By the Nineties several major motion pictures included significant use of CGI and to a degree computer graphics imagery even became commonplace. Indeed, 1995 would mark the release of the first completely computer animated feature--Pixar's Toy Story. It was only a matter of time before live action movies would be made in which the sets were entirely generated on a computer. The age of the digital backlot or virtual backlot had at last arrived.
Quite simply, the term "digital backlot" describes productions in which the shooting occurs entirely against a greenscreen or other blank background, with the "sets" later added through CGI. It is difficult to say what was the first film shot on a digital backlot actually was, as three such movies were all released in 2004. The first to be released was Immortel (Ad Vitam), a French film based on the comic books La Foire aux immortels and La Femme piege. It debuted at the Brussels International Festival of Fantasy Films on March 13, 2004. The second was the Japanese film Casshern, which was based on an earlier anime of the same name. It was premiered on April 24, 2004. The third film to be shot on a digital backlot was Sky Captain and the World of Tomorrow. It was released on September 24, 2004. Of course, which film was released first does not solve the problem of determining which was shot first or, worse yet, who came up with the idea first. That having been said, that honour should perhaps go to Sky Captain and the World of Tomorrow--director Kerry Conran had set to work on making his own film. The concept Conran developed would become Sky Captain and the World of Tomorrow.

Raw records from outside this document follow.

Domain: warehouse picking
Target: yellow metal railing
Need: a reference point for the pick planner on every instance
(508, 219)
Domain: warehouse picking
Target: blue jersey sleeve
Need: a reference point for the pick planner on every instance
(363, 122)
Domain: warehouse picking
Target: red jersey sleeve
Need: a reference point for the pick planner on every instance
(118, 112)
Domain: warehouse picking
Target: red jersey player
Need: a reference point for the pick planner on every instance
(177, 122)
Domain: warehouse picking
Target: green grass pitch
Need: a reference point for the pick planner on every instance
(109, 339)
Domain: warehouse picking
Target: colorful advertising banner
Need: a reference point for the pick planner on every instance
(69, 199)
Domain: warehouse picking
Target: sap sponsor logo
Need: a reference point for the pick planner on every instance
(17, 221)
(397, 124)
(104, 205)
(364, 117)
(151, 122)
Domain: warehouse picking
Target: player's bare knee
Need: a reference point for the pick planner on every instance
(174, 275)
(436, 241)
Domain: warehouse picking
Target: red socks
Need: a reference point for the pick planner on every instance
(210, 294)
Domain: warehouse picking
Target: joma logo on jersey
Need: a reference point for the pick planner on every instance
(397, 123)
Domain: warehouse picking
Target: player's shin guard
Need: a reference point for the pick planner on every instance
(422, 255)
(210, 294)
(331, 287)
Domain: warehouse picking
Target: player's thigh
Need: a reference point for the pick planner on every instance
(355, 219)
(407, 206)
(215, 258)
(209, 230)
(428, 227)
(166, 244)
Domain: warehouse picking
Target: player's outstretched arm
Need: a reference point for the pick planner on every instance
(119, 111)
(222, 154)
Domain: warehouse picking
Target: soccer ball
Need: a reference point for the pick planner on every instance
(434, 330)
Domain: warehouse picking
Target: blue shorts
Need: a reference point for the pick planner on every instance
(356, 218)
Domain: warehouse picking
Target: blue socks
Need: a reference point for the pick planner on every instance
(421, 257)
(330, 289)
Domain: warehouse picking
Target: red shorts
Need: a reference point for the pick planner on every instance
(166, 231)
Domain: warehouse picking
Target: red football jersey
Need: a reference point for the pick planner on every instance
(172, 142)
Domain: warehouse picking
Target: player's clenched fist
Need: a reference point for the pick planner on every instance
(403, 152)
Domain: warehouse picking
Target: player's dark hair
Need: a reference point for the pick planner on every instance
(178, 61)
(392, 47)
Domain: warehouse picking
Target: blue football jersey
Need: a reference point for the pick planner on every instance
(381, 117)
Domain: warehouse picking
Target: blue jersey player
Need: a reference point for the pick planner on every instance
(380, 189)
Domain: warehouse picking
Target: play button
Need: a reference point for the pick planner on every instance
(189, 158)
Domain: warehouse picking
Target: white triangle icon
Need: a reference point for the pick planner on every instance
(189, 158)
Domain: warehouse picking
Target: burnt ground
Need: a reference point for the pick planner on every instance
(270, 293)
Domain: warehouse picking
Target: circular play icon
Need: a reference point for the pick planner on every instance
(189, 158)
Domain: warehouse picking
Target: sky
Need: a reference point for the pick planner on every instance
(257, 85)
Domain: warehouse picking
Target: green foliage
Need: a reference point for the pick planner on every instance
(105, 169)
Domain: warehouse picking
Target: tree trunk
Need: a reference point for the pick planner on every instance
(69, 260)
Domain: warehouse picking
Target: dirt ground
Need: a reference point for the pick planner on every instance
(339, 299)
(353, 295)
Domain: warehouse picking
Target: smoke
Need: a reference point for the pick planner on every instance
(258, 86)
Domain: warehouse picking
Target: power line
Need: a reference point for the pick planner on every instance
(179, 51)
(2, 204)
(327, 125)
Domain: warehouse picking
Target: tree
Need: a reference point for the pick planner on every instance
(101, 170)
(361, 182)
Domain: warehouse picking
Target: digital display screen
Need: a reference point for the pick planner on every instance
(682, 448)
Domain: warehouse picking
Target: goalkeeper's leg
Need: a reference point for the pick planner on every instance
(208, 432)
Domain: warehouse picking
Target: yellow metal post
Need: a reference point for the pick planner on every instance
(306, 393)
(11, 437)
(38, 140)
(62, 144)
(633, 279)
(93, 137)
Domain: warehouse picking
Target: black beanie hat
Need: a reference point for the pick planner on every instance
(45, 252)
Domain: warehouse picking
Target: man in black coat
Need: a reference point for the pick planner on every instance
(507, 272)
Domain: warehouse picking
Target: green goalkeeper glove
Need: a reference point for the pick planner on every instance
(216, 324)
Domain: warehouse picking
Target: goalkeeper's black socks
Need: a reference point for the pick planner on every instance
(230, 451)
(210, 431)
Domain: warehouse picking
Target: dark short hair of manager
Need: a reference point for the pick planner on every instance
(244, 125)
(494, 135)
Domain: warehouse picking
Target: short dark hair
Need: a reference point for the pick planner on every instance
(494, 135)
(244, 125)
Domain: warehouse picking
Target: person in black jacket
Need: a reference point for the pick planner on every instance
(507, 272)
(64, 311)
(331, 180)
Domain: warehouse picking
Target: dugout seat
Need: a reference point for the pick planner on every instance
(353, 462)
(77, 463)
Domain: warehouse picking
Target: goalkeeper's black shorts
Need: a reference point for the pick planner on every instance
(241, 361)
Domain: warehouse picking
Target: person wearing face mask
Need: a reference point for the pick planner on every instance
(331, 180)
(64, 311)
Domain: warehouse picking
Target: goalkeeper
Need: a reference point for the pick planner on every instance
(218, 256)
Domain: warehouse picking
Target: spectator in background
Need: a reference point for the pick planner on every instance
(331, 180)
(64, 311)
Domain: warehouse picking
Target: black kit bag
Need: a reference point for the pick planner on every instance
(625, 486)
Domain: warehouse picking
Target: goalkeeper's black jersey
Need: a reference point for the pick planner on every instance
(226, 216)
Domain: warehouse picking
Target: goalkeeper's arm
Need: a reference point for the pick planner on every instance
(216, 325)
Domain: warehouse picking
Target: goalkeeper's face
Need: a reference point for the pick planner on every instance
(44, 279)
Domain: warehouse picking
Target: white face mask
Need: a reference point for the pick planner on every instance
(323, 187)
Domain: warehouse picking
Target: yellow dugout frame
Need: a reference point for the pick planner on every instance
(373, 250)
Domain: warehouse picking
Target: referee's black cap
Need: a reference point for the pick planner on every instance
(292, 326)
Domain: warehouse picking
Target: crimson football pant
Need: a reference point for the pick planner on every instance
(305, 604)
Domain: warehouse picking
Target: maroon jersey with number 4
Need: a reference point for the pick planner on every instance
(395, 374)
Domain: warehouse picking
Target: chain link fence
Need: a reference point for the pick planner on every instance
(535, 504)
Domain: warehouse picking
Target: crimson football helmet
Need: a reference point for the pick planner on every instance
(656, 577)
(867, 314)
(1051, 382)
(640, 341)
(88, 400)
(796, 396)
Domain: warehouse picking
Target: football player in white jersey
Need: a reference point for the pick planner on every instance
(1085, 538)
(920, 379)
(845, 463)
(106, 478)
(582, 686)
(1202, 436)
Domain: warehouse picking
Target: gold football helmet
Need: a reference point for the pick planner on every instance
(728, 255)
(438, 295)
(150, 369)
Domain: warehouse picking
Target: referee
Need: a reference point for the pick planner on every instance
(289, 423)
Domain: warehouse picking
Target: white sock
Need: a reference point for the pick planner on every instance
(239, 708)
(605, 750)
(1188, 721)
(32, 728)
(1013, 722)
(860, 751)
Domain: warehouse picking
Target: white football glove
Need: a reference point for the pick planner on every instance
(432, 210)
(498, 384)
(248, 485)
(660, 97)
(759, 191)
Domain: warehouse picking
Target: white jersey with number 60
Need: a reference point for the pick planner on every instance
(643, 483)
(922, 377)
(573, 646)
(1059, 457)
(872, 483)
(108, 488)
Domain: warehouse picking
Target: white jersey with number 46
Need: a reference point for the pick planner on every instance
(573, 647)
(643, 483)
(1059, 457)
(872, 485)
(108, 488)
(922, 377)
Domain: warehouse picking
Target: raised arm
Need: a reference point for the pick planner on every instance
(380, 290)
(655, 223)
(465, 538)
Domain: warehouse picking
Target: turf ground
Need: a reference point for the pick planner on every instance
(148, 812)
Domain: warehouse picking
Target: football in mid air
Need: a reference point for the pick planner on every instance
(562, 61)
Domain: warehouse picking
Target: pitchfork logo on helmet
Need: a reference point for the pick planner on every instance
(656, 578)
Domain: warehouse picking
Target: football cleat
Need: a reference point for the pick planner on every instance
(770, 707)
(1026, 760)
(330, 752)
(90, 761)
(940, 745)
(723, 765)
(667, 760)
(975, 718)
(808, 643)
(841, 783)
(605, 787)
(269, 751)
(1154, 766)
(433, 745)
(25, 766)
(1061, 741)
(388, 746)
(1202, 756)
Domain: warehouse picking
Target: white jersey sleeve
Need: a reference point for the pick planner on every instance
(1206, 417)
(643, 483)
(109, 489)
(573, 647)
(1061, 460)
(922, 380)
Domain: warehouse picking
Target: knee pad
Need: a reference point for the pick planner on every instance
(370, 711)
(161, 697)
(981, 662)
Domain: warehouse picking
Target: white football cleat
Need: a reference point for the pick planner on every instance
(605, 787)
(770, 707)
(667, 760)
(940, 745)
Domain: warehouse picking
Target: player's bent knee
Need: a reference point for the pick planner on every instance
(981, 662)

Regardless, Sky Captain and the World of Tomorrow was not a great success at the box office (although it is a very good movie in my opinion), which may well have left many with the question of how viable films shot on virtual backlots really were. That question would be answered in 2005 with the release of Sin City. Based on Frank Miller's series of graphic novels, Sin City was shot entirely against a greenscreen using CineAlta high definition cameras. The movie proved very successful, making a total of $158.7 million worldwide. It proved once and for all that films shot on digital backlots could be successful. Mirrormask, a production of the Jim Henson Company, was also released in 2005. Its screenplay was written by Neil Gaiman of Sandman fame and directed by comic book illustrator Dave McKean. Although it only received limited release, it has become a bit of a cult film. It seems that the digital backlot is here to stay.
Indeed, at least one film shot on a digital backlot is being released this year. 300 is based on Frank Miller's graphic novel about the Battle of Thermopylae and directed by Zack Snyder. It debuts March 9 of this year. Two more films to be shot on digital backlots have also been announced. Madman, based on Mike Allred's comic book, is to be co-directed by Allred and George Huang. The Spirit, based on comic book legend Will Eisner's most famous creation, is going to be directed by Frank Miller (of Sin City and 300 fame).
I think it is safe to say that there will be even more films shot on a digital backlot released in the coming years. While I doubt that there will ever come a time when movies will be shot entirely on a digital backlot (there will always be movies shot on physical sets in the real world), I think it is safe to say that there are many that will be. After all, digital backlots offer certain advantages over shooting on a physical set. Not only does the director have nearly total control over the environment, he or she can also create sets that could not possibly exist on planet Earth. It seems to me, then, that the digital backlot could be an absolute boon for science fiction and fantasy films. Landscapes that do not exist on Earth and would be difficult even to create with miniatures could easily be done so through computer generated imagery. It's for that reason I rather suspect that as time goes by we will see more and more films produced using digital backlots.